Иван Карлыч приволок из передней пальто, шапку.
— Иди! — приговаривал он, помогая Тимоше натягивать свитер, брюки, носки. — Иди и не расстраивайся, что бы тебе ни сказали. И помни: мы ждём тебя и волнуемся.
— Любому и каждому только не верь! — закричал Чижик. — Ты — летаешь! Мы все видели! Мы все в свидетели пойдём!
— Шарфик, шарфик не снимай! Помни: у тебя больное горло! — крикнул Тимоше вслед Иван Карлыч.
Глава десятая
Епильдифор
— Э! — закричал Рекс — Э! Чего ты один-то! Я с тобой! Воще!
Но дверь за Тимошей уже захлопнулась.
Чижик метнулся к окну и выпорхнул в открытую форточку.
— Рекс! Рекс! Вернись! — кричали ему вслед Сурок и Будильник, но напрасно.

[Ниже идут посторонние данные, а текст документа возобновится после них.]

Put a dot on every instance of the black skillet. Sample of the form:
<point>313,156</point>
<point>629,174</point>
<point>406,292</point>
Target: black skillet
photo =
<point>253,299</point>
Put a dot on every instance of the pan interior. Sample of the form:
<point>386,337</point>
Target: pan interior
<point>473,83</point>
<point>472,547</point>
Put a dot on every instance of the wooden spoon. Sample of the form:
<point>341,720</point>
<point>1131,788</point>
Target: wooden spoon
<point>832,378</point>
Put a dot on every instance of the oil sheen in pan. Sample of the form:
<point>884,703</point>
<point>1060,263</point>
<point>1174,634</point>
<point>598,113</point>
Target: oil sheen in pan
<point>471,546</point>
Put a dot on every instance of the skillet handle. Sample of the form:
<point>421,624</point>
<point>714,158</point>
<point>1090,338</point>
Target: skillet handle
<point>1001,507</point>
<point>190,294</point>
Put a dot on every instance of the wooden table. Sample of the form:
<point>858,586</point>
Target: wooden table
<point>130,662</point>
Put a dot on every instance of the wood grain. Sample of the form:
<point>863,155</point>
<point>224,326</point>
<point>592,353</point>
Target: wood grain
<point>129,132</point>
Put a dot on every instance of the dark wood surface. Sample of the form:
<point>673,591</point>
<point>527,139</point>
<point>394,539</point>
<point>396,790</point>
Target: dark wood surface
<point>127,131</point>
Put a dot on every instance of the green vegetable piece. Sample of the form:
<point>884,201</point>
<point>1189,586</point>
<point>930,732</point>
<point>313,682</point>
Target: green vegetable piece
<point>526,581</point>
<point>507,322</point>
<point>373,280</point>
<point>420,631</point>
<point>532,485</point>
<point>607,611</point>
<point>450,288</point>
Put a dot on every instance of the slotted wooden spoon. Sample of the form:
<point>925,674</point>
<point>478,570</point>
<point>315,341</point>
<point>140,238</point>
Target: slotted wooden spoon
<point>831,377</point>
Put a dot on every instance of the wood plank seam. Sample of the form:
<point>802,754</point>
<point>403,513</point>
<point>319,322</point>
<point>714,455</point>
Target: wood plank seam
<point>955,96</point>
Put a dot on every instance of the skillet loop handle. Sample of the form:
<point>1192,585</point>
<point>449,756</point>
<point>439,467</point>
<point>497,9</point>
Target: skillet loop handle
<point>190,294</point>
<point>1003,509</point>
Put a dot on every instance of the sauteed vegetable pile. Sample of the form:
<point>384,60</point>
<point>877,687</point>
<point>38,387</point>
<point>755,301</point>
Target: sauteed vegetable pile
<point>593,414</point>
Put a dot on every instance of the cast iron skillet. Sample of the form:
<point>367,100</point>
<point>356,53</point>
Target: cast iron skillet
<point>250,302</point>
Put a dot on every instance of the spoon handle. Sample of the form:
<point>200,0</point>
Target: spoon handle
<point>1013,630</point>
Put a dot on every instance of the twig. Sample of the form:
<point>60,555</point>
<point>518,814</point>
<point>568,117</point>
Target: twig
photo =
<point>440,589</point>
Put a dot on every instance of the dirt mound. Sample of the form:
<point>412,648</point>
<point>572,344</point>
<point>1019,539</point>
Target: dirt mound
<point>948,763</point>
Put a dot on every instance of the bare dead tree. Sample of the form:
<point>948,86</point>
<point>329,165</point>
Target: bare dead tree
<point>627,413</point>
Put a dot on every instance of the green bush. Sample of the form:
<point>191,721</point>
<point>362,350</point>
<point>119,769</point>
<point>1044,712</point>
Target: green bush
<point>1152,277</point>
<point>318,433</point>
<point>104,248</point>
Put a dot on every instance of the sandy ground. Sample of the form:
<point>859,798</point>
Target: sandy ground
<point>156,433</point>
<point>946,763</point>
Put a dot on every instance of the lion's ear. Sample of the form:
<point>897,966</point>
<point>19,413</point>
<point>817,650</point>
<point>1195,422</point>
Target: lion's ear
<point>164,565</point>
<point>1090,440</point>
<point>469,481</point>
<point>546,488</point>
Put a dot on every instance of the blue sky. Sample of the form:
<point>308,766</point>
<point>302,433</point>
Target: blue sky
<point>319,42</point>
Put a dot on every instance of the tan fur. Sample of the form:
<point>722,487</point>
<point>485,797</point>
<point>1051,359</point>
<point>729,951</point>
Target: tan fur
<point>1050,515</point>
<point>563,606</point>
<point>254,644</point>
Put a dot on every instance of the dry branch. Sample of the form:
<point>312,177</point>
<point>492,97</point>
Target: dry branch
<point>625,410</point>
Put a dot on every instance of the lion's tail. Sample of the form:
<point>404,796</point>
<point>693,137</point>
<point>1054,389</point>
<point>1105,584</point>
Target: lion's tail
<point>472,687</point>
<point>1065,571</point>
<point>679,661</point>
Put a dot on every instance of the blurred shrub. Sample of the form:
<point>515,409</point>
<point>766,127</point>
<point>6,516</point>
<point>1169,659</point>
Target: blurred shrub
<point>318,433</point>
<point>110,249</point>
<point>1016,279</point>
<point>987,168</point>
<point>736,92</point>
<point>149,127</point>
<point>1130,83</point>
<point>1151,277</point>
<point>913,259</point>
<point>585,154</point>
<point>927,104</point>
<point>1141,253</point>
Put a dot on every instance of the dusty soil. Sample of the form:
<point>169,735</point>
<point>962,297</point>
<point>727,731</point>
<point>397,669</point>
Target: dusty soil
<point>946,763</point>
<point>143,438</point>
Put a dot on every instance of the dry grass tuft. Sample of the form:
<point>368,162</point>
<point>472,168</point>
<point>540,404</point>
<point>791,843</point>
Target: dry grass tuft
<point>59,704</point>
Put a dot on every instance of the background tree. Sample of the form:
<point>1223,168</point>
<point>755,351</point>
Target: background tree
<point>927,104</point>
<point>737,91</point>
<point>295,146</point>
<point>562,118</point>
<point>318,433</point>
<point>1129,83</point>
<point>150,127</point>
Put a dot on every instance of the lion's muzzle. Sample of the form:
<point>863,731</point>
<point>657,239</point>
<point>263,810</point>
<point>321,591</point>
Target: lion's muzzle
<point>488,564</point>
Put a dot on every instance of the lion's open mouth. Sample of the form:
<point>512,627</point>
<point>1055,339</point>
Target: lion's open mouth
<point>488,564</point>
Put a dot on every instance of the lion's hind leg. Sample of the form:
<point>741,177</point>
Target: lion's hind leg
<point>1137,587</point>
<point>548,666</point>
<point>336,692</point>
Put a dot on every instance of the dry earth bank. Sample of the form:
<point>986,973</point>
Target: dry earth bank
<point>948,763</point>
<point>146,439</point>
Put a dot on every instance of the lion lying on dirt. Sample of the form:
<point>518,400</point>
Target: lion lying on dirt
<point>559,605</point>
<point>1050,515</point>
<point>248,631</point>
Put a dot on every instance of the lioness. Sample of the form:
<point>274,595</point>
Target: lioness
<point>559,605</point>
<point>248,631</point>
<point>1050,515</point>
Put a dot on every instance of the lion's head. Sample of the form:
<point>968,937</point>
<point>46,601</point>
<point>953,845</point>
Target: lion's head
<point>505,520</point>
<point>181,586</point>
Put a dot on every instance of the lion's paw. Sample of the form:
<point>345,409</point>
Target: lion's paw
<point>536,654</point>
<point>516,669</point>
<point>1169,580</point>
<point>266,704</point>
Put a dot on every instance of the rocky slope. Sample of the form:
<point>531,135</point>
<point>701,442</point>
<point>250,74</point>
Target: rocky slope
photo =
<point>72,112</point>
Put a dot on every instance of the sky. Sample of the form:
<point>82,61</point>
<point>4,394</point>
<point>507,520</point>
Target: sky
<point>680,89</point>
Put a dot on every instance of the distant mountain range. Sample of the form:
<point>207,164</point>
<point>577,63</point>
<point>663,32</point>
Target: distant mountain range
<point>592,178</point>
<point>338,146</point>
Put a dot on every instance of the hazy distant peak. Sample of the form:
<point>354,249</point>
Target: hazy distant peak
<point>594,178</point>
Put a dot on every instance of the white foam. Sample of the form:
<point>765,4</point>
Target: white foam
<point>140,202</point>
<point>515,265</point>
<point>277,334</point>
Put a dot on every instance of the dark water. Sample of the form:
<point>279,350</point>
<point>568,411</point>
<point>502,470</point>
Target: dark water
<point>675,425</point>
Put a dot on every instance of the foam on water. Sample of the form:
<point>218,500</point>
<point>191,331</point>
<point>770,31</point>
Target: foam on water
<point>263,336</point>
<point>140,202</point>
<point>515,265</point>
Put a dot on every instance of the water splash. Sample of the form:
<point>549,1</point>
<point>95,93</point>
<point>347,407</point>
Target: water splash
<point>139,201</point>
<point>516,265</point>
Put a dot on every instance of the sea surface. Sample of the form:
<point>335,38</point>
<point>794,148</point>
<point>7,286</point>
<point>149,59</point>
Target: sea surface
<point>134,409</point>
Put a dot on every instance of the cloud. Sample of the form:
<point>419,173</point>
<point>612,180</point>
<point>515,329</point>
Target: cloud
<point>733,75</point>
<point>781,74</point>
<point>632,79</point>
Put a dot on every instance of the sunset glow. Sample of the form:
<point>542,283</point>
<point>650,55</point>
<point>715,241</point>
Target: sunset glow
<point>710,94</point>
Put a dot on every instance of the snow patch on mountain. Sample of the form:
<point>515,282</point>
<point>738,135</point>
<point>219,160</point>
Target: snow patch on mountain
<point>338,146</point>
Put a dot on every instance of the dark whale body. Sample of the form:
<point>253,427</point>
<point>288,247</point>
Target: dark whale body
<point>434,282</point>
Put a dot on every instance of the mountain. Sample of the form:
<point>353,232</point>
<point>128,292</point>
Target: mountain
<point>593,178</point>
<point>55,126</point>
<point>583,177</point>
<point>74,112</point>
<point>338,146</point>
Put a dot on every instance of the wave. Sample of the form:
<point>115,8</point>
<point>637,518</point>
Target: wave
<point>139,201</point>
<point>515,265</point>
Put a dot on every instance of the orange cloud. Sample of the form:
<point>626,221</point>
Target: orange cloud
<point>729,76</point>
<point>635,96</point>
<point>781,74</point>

Пулей вылетел Рекс на улицу и уселся на жиденьких веточках молодого кустарника, который со временем должен был превратиться в замечательный сквер и озеленить этот новый район.
— Во! Воще!
Чижик оглянулся на дома. Но все дома были совершенно одинаковые. Он поискал окно и балкон, с которого вылетел, но и все балконы, и все окна были одинаковые.
Рекс даже присвистнул от удивления.
Чижик был малый сообразительный и потому решил смотреть на двери подъездов: из какой-нибудь обязательно выйдет Тимоша!
Чижик, однако, не знал, что, по какому-то странному обычаю, все парадные двери этих домов всегда были заколочены.